The mayor said he and Baltimore Orioles owner Peter G. Angelos plan to proceed with the trip, fully aware of how the political fallout over the downing of two civilian planes by the Cuban government in 1995 dealt a serious setback to U.S.-Cuban relations and derailed similar exchange efforts.
"We're still focused on going," Schmoke said. "But you always worry that one or two incidents can turn things around."
The dissidents on trial in Cuba -- three men and a woman -- were arrested in July 1997 for speaking out against the Cuban government and President Fidel Castro. The dissidents urged foreign businesses not to invest in the country, and called on Cubans to ignore elections and party organizations. A closed trial was held last week; no resolution has been announced.
The government seeks to sentence them to five to six years in prison, an action that opponents in the United States and abroad contend is a sign of a new wave of repression by the Cuban government. The State Department has condemned Cuba's action and called for the release of the dissidents. Last year's Cuba visit by Pope John Paul II had increased hope that the government would ease restrictions on free speech.
This week, Rep.

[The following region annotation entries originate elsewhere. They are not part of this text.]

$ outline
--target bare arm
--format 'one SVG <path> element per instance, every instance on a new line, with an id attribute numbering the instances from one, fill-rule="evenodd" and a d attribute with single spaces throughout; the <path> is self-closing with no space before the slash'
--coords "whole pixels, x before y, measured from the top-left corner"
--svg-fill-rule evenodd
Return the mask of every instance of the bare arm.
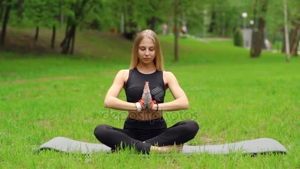
<path id="1" fill-rule="evenodd" d="M 189 108 L 189 104 L 186 93 L 181 88 L 177 79 L 171 72 L 165 72 L 167 73 L 168 85 L 175 100 L 167 103 L 158 104 L 158 110 L 160 111 L 176 111 Z M 156 110 L 157 105 L 154 105 L 152 110 Z"/>
<path id="2" fill-rule="evenodd" d="M 134 103 L 129 103 L 118 98 L 124 84 L 126 70 L 121 70 L 114 78 L 112 84 L 109 89 L 104 99 L 104 107 L 120 110 L 137 110 Z"/>

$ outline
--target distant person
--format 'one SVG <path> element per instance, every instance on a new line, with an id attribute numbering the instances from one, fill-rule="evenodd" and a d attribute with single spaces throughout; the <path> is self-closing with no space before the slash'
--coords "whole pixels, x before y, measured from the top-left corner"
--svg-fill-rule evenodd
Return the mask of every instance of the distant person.
<path id="1" fill-rule="evenodd" d="M 168 25 L 162 24 L 162 35 L 166 35 L 168 33 Z"/>
<path id="2" fill-rule="evenodd" d="M 162 54 L 157 35 L 146 30 L 137 36 L 129 69 L 120 70 L 104 100 L 104 107 L 128 111 L 123 129 L 107 125 L 97 126 L 97 139 L 112 148 L 135 147 L 139 152 L 165 152 L 180 149 L 193 139 L 199 129 L 193 120 L 179 122 L 167 128 L 163 111 L 188 109 L 188 98 L 175 76 L 163 69 Z M 175 100 L 164 103 L 167 88 Z M 122 88 L 127 102 L 118 98 Z"/>
<path id="3" fill-rule="evenodd" d="M 186 26 L 185 25 L 181 28 L 181 33 L 183 34 L 185 34 L 187 31 L 188 29 L 187 29 L 187 26 Z"/>

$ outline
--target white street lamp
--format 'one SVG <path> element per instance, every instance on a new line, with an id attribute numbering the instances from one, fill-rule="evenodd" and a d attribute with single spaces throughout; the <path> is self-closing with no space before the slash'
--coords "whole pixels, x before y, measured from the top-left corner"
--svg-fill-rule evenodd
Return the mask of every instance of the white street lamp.
<path id="1" fill-rule="evenodd" d="M 242 13 L 242 17 L 244 18 L 244 29 L 246 28 L 246 18 L 248 16 L 248 14 L 246 12 Z"/>
<path id="2" fill-rule="evenodd" d="M 203 38 L 205 38 L 205 16 L 207 12 L 206 10 L 203 10 Z"/>

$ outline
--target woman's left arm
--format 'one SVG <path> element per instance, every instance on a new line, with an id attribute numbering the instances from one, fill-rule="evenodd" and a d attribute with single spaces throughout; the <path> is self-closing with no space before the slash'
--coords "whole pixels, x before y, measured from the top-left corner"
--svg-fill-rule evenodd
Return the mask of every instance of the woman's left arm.
<path id="1" fill-rule="evenodd" d="M 170 90 L 172 93 L 175 100 L 167 103 L 158 104 L 158 110 L 159 111 L 176 111 L 186 110 L 189 108 L 189 104 L 188 97 L 184 90 L 181 88 L 178 81 L 174 75 L 170 72 L 164 72 L 167 81 L 167 84 Z M 154 104 L 152 110 L 157 109 L 157 105 Z"/>

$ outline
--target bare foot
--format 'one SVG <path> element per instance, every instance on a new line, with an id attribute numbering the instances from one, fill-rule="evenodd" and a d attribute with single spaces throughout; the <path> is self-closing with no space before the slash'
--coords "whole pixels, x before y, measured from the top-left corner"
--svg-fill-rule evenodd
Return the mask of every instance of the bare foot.
<path id="1" fill-rule="evenodd" d="M 161 147 L 151 146 L 150 151 L 152 151 L 152 150 L 161 153 L 165 153 L 172 151 L 179 152 L 181 150 L 181 146 L 180 144 L 176 145 L 175 146 L 173 145 L 170 145 Z"/>

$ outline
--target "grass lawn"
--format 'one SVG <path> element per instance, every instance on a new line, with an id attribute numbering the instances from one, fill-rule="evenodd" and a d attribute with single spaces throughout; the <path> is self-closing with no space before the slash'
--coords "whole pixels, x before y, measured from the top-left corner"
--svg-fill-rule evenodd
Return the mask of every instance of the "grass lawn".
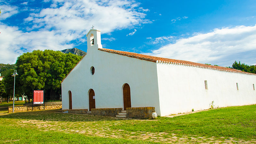
<path id="1" fill-rule="evenodd" d="M 0 114 L 0 143 L 256 143 L 256 105 L 154 120 L 63 113 Z"/>
<path id="2" fill-rule="evenodd" d="M 9 101 L 8 103 L 7 101 L 2 101 L 0 104 L 0 113 L 6 113 L 8 112 L 8 107 L 12 107 L 13 104 L 13 101 Z M 24 101 L 15 101 L 14 102 L 14 106 L 23 106 L 25 103 Z"/>

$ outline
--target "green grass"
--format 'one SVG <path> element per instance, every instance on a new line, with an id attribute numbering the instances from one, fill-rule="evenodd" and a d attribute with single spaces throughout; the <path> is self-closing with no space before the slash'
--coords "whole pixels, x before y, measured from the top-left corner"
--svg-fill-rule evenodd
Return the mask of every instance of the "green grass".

Lincoln Diaz-Balart called the dissidents "the Mandelas and Lech Walesas of Cuba." The Miami Republican cautioned against moving forward with the games until the trial is resolved.

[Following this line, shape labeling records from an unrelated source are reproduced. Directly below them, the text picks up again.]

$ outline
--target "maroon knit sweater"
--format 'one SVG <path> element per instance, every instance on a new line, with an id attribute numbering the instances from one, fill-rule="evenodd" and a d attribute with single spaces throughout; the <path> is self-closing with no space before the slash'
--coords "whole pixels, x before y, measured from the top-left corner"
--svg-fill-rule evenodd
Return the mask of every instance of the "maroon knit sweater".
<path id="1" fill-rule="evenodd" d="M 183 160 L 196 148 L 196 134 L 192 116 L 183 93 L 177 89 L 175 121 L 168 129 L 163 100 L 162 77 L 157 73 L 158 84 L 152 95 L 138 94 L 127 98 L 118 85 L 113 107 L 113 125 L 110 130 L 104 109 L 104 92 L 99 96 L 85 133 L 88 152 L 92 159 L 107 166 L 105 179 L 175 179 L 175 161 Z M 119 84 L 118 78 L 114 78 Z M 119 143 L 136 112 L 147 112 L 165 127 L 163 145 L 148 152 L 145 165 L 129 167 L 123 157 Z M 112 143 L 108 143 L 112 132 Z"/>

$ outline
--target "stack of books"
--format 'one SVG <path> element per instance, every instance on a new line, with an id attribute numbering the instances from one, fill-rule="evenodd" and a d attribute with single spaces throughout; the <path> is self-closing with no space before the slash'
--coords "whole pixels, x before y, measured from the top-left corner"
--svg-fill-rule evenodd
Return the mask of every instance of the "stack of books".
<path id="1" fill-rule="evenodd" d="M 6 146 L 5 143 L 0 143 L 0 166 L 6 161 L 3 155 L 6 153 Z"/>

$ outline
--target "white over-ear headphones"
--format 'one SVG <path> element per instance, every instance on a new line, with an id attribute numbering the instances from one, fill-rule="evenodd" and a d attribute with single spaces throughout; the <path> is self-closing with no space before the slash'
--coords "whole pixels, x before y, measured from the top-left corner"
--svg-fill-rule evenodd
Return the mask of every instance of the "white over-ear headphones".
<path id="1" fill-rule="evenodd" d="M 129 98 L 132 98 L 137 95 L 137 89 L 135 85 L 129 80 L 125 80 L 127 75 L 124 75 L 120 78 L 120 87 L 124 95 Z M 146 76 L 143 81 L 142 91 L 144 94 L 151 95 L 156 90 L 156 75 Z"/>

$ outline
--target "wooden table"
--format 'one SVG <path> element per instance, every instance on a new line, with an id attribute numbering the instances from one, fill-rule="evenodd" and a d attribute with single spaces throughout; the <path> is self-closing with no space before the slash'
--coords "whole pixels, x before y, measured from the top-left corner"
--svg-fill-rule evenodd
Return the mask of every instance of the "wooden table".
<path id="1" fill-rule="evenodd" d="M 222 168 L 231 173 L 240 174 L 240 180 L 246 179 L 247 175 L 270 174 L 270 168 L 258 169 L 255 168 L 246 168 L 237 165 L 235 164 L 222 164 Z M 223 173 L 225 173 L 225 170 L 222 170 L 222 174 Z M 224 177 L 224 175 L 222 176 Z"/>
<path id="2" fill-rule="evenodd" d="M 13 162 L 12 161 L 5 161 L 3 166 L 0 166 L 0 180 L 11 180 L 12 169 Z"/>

"The timing of this game is really bad," Diaz-Balart said yesterday. "There's a feeling that this is really a moment to hold back and see how Castro acts with the four, that's the feeling in the international community."
The Orioles would be the first major-league baseball team to play in Cuba in 40 years. The Cincinnati Reds and Los Angeles Dodgers played exhibition games in Cuba in March 1959, about 2 1/2 months after Castro ousted dictator Fulgencio Batista on New Year's Day.
The arrangement for the March 28 game includes plans for the Cuban national team to play in Baltimore.
Schmoke said he believes the scheduled exchange could eventually aid the Cuban people.
"We're not trying in any way to simply ignore the substantial policy differences," Schmoke said. "But I do think the people-to-people exchanges are important and that they might lead -- down the road -- to improved relations."
Frank Calzon, executive director for the Center For A Free Cuba, told the Senate Foreign Relations Committee on Wednesday that he opposes the "baseball diplomacy."
"Let us keep in mind that Cuban athletes who question government policies are banned from the field," Calzon testified. "And, as was the case in Nazi Germany and the Communist bloc, the [Cuban] regime's sports programs have a most definite political dimension."
While senior Clinton administration officials have given the plan a green light in principle, government and Orioles negotiators sought yesterday to iron out some of the finer wrinkles in the plan, and soothed fears from the government and on Capitol Hill that Castro might find a way to make money off the baseball series.
Sen. Jesse Helms, a North Carolina Republican who heads the Senate Foreign Relations Committee, said he was worried that ESPN might pay Castro's government for the right to televise the games. That would violate the spirit of earlier agreements that any revenue would go to promote youth sports in Cuba and the United States or nongovernmental charities in Cuba, Helms said.
"If [Castro's] going to get the money, it's a different proposition as far as I'm concerned, and I will oppose personally their going," Helms said Wednesday.
But spokesmen for ESPN and Major League Baseball, as well as two people knowledgeable about the negotiations, said such fears were groundless.
Schmoke likened the Orioles game to the U.S. table tennis match played in China two decades ago, which helped thaw relations with Beijing. With rhetoric over the trip rising, word spread that the Orioles were searching for Little League ballplayers to join the trip and help defuse the political tensions.
In talks yesterday with officials from the Treasury and State departments, Orioles representatives sought to ensure that as many as 150 Baltimore-area youths and adult escorts could travel to stay with Cuban families.
"I don't think that any of us are trying to make a statement," Schmoke said. "We hope that at some point there are improved relations and the complications between the two countries are resolved."